Preheat the oven to 400°F and line a 9x13” baking sheet with parchment paper.
Add the potatoes to the sheet pan and toss with 2 tbsp oil, ½ tsp salt, ¼ tsp pepper, ½ tsp paprika, ½ tsp garlic powder, and ½ tsp onion powder. Roast for 20 minutes, or until the potatoes begin to soften and lightly brown.
While the potatoes cook, season the salmon with ¼ tsp salt, ¼ tsp pepper, and the remaining paprika, garlic powder, and onion powder. Set aside. 4. In a small bowl, whisk together the maple syrup, Dijon mustard, lemon juice, optional red pepper flakes, and ¼ tsp salt to make the glaze.
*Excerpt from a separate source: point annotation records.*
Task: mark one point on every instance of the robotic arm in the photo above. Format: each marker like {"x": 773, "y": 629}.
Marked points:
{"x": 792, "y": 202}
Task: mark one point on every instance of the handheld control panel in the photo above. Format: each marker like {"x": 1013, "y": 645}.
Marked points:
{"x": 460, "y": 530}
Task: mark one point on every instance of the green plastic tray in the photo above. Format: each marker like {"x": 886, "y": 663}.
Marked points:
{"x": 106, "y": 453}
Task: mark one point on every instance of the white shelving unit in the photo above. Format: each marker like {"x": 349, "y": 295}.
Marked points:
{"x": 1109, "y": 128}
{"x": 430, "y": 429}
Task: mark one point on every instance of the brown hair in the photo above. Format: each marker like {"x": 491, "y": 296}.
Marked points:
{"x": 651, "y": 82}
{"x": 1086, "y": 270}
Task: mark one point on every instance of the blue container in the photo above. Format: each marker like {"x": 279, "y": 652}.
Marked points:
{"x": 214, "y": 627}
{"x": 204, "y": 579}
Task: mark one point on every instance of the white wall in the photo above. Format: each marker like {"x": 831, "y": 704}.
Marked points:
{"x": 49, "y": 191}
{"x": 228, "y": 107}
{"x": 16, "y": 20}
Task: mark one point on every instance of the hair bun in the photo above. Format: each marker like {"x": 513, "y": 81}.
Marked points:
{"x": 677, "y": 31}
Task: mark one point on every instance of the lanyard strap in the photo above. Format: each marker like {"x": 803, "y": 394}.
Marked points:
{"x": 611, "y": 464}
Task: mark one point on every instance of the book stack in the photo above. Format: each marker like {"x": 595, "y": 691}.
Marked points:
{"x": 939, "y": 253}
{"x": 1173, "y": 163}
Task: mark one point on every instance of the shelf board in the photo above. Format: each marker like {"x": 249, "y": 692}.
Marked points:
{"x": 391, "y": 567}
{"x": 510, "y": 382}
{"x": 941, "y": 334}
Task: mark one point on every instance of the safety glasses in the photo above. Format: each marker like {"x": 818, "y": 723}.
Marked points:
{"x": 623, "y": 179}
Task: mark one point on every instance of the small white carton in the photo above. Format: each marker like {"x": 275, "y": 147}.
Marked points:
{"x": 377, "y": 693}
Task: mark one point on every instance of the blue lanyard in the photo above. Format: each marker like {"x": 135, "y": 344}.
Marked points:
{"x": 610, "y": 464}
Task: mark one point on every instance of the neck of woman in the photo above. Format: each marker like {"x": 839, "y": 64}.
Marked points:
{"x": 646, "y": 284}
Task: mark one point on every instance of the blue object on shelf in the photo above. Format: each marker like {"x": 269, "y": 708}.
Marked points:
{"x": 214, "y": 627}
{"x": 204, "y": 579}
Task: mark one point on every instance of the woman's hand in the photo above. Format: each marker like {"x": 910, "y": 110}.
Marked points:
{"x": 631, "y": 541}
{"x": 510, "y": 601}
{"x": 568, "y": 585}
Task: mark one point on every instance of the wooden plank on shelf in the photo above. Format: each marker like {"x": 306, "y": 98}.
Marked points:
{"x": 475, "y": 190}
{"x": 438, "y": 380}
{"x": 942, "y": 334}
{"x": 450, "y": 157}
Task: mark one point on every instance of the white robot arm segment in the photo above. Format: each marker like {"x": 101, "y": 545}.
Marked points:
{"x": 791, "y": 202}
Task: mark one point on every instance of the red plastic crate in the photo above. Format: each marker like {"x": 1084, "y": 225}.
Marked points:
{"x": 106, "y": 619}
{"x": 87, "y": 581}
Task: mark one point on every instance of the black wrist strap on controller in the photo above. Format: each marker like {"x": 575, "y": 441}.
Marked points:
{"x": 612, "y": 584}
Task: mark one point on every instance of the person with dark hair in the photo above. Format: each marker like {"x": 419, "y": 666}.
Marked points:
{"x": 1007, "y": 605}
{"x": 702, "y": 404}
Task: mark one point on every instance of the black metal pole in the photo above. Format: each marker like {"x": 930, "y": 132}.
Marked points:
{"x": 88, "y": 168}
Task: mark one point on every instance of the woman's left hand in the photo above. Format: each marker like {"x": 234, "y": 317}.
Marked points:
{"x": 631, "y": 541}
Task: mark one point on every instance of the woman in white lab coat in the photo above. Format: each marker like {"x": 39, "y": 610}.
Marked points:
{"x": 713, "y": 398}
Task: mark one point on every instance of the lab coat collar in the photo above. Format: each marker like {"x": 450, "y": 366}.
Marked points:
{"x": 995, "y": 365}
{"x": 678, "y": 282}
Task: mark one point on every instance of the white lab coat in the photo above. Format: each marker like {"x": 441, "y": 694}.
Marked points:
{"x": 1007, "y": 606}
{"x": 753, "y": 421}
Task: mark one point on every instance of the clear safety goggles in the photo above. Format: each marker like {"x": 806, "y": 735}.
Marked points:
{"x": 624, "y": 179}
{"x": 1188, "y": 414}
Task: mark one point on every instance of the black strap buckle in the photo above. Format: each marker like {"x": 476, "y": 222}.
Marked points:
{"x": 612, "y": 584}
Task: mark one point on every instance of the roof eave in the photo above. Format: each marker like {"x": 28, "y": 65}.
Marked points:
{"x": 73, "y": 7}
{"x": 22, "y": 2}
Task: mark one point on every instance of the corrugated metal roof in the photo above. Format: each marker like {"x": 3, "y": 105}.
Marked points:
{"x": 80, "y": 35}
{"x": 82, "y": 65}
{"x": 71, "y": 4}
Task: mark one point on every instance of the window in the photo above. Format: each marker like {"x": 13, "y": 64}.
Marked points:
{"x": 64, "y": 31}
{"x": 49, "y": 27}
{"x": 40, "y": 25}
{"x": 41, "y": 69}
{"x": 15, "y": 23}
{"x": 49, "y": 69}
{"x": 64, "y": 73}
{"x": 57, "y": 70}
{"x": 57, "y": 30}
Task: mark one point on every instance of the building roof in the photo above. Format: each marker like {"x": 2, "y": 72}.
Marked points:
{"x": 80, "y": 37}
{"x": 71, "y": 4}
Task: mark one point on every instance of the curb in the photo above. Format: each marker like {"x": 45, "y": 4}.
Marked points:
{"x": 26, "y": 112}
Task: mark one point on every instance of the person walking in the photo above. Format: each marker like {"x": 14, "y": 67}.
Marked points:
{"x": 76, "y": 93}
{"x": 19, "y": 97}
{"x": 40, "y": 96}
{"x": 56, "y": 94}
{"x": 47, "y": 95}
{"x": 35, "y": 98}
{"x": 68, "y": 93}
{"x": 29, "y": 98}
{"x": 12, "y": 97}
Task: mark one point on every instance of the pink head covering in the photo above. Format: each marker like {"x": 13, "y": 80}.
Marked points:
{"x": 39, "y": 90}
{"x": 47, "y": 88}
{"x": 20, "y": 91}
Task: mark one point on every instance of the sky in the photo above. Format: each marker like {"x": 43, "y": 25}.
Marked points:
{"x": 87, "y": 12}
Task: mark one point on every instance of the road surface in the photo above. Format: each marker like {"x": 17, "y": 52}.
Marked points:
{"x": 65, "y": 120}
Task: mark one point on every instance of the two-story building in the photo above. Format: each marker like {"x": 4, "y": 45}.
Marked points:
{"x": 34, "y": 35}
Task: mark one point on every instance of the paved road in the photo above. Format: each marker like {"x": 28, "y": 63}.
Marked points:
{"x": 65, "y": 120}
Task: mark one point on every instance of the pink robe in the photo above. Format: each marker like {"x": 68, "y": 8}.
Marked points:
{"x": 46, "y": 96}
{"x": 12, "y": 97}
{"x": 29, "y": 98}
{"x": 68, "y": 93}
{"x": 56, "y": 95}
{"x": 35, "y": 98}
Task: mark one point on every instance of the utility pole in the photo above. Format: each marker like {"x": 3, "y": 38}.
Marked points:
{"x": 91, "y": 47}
Remove the potatoes from the oven and push them to one-third of the pan. Add the green beans and tomatoes to the center third, drizzle with the remaining 1 tbsp oil, and season with the remaining salt and pepper. Toss to coat.
Place the salmon fillets on the final third of the pan and brush generously with the maple glaze, reserving some for later.
Return the sheet pan to the oven and bake for 12–15 minutes, or until the salmon flakes easily with a fork.
Brush the salmon with the remaining glaze, then broil for 1–2 minutes, watching closely to prevent burning.
Garnish with fresh parsley and serve warm.